缓了口气,用更加幸灾乐祸的调调幽幽道:“我是真心同情那些黑子,接这么高难度的活,啧啧,这年头的钱也不好赚啊。”

何洛闻言也跟着乐,她发现邓姗这人有点蔫儿坏,“这说明群众的眼睛是雪亮滴!这次又黑了啥?”

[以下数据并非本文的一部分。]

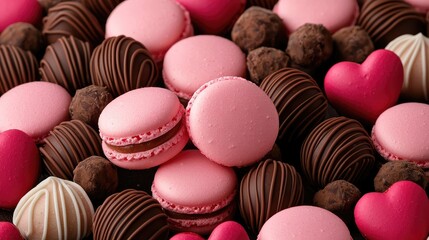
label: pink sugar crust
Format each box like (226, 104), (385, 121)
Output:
(186, 76), (279, 167)
(0, 129), (40, 209)
(257, 205), (352, 240)
(162, 35), (247, 100)
(152, 150), (237, 214)
(0, 222), (24, 240)
(102, 119), (189, 169)
(208, 221), (249, 240)
(0, 81), (71, 142)
(372, 102), (429, 168)
(176, 0), (246, 35)
(0, 0), (42, 33)
(273, 0), (359, 34)
(105, 0), (194, 62)
(354, 181), (429, 240)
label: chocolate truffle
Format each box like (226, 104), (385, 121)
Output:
(73, 156), (118, 203)
(39, 36), (91, 95)
(90, 36), (158, 97)
(300, 117), (376, 188)
(231, 7), (287, 52)
(0, 22), (44, 56)
(93, 189), (169, 240)
(374, 161), (428, 192)
(286, 23), (334, 70)
(39, 120), (103, 180)
(0, 45), (39, 96)
(69, 85), (113, 129)
(332, 26), (374, 63)
(42, 1), (104, 46)
(313, 180), (362, 223)
(247, 47), (289, 85)
(356, 0), (426, 48)
(239, 159), (304, 233)
(260, 68), (328, 143)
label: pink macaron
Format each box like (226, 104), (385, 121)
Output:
(186, 76), (279, 167)
(162, 35), (246, 100)
(98, 87), (189, 169)
(152, 150), (237, 235)
(106, 0), (194, 63)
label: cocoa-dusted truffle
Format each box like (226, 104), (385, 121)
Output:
(42, 1), (104, 46)
(39, 120), (103, 180)
(374, 161), (428, 192)
(39, 36), (91, 95)
(247, 47), (289, 85)
(332, 26), (374, 63)
(0, 45), (39, 96)
(231, 7), (287, 52)
(286, 23), (334, 70)
(260, 68), (328, 143)
(69, 85), (113, 129)
(239, 159), (304, 233)
(313, 180), (362, 223)
(300, 117), (376, 188)
(73, 156), (118, 202)
(0, 22), (44, 56)
(90, 36), (158, 97)
(356, 0), (426, 48)
(93, 189), (169, 240)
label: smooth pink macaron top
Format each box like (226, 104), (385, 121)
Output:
(372, 102), (429, 167)
(106, 0), (193, 62)
(0, 81), (71, 141)
(152, 150), (237, 214)
(0, 0), (42, 33)
(186, 76), (279, 167)
(273, 0), (359, 34)
(163, 35), (246, 100)
(257, 205), (352, 240)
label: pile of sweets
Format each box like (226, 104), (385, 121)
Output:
(0, 0), (429, 240)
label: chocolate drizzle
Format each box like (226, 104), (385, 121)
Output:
(0, 45), (39, 96)
(301, 117), (375, 188)
(39, 120), (103, 180)
(260, 68), (328, 143)
(90, 36), (158, 97)
(356, 0), (426, 48)
(39, 36), (91, 95)
(42, 1), (104, 46)
(93, 189), (169, 240)
(240, 159), (304, 233)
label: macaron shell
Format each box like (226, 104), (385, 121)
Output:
(186, 77), (279, 167)
(372, 102), (429, 166)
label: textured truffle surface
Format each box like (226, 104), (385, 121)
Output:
(300, 117), (375, 188)
(246, 47), (289, 85)
(313, 180), (362, 223)
(0, 22), (44, 56)
(239, 159), (304, 233)
(39, 36), (92, 95)
(93, 189), (169, 240)
(356, 0), (426, 48)
(286, 23), (334, 69)
(90, 35), (158, 97)
(260, 68), (328, 143)
(73, 156), (118, 203)
(332, 26), (374, 63)
(39, 120), (103, 180)
(231, 7), (287, 52)
(374, 161), (428, 192)
(0, 45), (39, 96)
(42, 1), (104, 46)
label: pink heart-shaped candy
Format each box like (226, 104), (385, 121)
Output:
(354, 181), (429, 240)
(324, 49), (404, 124)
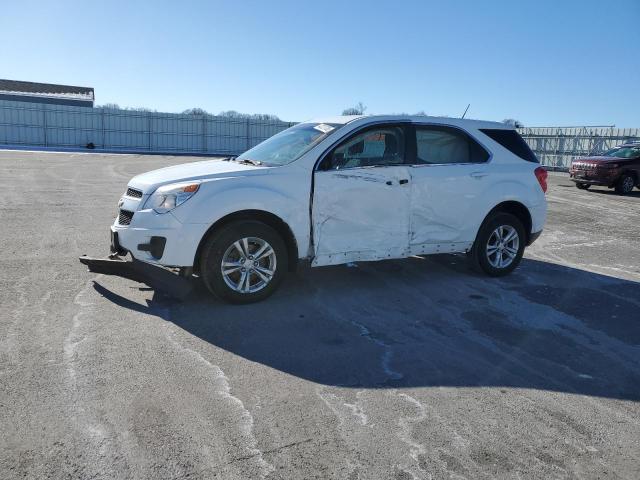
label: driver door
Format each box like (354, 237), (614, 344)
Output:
(312, 124), (411, 266)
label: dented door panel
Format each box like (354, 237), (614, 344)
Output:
(312, 166), (411, 266)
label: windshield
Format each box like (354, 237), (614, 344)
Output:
(602, 145), (640, 158)
(237, 123), (341, 166)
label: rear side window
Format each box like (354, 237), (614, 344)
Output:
(480, 129), (540, 163)
(416, 126), (489, 165)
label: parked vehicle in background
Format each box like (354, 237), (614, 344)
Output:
(83, 116), (547, 303)
(569, 142), (640, 195)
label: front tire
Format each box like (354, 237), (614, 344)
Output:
(200, 220), (288, 304)
(616, 173), (636, 195)
(470, 213), (526, 277)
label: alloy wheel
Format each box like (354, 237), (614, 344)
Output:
(486, 225), (520, 268)
(220, 237), (276, 293)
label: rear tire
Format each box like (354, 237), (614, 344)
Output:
(469, 213), (526, 277)
(200, 220), (288, 304)
(616, 173), (636, 195)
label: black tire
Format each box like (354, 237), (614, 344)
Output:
(469, 212), (526, 277)
(200, 220), (288, 304)
(615, 173), (636, 195)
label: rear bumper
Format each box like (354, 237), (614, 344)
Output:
(570, 178), (612, 186)
(569, 170), (619, 186)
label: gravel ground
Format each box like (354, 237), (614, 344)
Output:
(0, 151), (640, 479)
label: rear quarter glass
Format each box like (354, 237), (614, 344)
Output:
(480, 128), (540, 163)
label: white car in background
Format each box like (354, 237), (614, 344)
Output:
(82, 116), (547, 303)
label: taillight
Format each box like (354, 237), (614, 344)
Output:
(533, 167), (549, 193)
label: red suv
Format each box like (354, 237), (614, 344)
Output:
(569, 142), (640, 195)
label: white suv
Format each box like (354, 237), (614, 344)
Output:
(94, 116), (547, 303)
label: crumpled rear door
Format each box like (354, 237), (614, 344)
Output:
(312, 166), (411, 266)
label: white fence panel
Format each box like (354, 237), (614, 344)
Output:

“还能说什么,找不到黑点,拿你学历说事呗。”邓姗嗤笑,要不是已经知道了何洛的学历,她都要相信了。

“说你一个高中学历的人装深沉,自己没文化还每年为高考生做考前动员。”对于网上的那些流言邓姗表示一句都不会信,何洛a大都算没学历没文化,那她都得算半个文盲了。

退一万步讲,就算何洛是艺术生,但人又不是自己给考生讲课,加个油打个气还要求学历,那啦啦队岂不是也要九八五,二幺幺了?

何洛表示,“就这?”

这都说了多少回了,来来回回就是那几点,她都能背了,没有半点新意。

“还有。”邓姗自从和何洛成为朋友之后,天天冲浪蹲何洛的新闻,虽然知道每次都是假新闻,“为了佐证你学习不好,不知道从哪儿弄来了自称是你同学的爆料,说你从小逃学,总是被请家长。”

“啧,自己还不知道是哪个阴沟里的臭老鼠,只会躲在网络后面污蔑别人!”

何洛鹅鹅鹅笑,“这个倒不是污蔑。”

“哈?”

“翻墙、逃学、请家长确实发生过。”年少无知犯下的错,每次都是聂延平去班主任那里听训。

邓姗半晌没吭声,好一会才憋出一句:“你还有这种光辉事迹呢?”

俩人瞎聊了一阵,家里阿姨已经开始准备晚餐,聂延平还没回来,何洛闲着也是闲着,网上吃自己的瓜去。